History of Liberation Day
During World War II, Slovakia became dependent on Nazi Germany after the dismemberment of it’s neighbour, Czechoslovakia. Under Germany’s direction, Slovakia declared allegiance to the Axis powers declaring war on Britain and the United States. The alignment with the Nazi’s was due to Slovakia’s push for independence. Adolf Hitler agreed to support Josef Tiso, a leader of the Slovak People’s Party, if Tiso separated from Czechoslovakia. If Tiso refused, Hitler threatened to divide Slovakia among Hungary, the Czech Republic and Poland. Tiso agreed and, in 1939, Slovakia declared independence. Germany occupied Bohemia and Moravia soon after.
On August 29, 1944, an uprising broke out when German troops invaded Slovakia. In retaliation for the uprising, thousands of Jewish men, women and children were sent to concentration camps from Slovakia and, by September, 1944, Germany had more than 48,000 soldiers in Slovakia.
Slovakia was involved in many military battles throughout World War II due to its location. In June 1945, the Red Army attacked the Axis forces in Slovakia and by March 1945, had pushed the Axis forces back significantly and, by April 1945, it was clear that Germany was losing World War II. On April 30 of that year, Adolf Hitler committed suicide. Germany issued a complete surrender on May 8 as General Dwight D. Eisenhower refused to allow them a conditional surrender. May 8 was declared a public holiday by Joseph Stalin, the commander of the Red Army.
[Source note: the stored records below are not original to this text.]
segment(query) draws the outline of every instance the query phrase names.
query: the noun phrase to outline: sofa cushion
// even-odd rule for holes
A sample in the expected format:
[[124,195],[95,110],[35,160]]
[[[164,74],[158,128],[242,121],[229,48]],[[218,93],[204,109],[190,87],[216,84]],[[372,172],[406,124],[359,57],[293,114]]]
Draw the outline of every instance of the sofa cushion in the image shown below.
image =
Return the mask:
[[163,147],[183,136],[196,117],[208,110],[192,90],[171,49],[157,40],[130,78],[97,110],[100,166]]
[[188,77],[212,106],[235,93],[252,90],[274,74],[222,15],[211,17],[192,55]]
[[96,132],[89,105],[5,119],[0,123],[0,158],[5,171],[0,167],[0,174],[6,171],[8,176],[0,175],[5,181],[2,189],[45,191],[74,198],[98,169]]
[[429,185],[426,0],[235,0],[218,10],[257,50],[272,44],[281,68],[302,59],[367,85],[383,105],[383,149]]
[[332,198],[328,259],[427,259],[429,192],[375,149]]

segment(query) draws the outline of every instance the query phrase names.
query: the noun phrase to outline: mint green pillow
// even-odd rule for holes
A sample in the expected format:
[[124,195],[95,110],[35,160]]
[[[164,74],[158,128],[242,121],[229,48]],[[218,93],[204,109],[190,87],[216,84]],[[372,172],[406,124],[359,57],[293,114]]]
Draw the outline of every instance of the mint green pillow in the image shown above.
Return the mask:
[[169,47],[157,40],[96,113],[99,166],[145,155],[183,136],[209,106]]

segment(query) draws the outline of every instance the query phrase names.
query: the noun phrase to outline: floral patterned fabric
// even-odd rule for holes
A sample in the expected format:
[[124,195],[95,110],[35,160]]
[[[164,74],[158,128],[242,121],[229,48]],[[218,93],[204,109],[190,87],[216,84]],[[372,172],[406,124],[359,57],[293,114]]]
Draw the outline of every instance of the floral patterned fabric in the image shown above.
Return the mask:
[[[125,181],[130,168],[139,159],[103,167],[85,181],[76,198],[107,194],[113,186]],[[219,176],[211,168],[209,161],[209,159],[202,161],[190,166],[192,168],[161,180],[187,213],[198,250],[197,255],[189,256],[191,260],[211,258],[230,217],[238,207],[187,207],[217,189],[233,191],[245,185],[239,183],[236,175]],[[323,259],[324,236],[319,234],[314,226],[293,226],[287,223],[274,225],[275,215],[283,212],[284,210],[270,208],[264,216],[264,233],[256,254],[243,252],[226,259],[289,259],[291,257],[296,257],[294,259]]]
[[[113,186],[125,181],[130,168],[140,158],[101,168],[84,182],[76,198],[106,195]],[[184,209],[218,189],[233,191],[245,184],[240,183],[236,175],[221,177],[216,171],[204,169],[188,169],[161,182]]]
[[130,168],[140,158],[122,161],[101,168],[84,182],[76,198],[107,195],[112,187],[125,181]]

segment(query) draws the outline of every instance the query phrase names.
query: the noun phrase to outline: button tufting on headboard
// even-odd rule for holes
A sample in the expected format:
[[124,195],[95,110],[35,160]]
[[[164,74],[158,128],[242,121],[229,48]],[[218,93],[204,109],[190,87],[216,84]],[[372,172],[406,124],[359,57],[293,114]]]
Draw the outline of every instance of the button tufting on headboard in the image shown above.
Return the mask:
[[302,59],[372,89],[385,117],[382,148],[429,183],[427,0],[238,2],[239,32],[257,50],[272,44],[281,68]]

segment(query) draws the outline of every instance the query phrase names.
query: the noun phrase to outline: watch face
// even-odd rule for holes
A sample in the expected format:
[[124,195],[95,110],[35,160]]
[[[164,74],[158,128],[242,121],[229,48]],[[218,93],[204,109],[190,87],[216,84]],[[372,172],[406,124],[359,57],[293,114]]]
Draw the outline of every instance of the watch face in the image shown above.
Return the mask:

Traditions and Celebrations
Although some European countries celebrate the holiday on May 9, the celebrations are similar throughout Europe. There are parades that include members of the military and local officials. The leaders of the country joins crowds to lay wreaths on the graves of the fallen. There are often speeches and remembrances of what it was like in Slovakia when they learned that Germany had been defeated and that they were freed from Nazi rule. Offices, schools and businesses are closed in honour of the holiday. Banks are also closed on Liberation Day in Slovakia.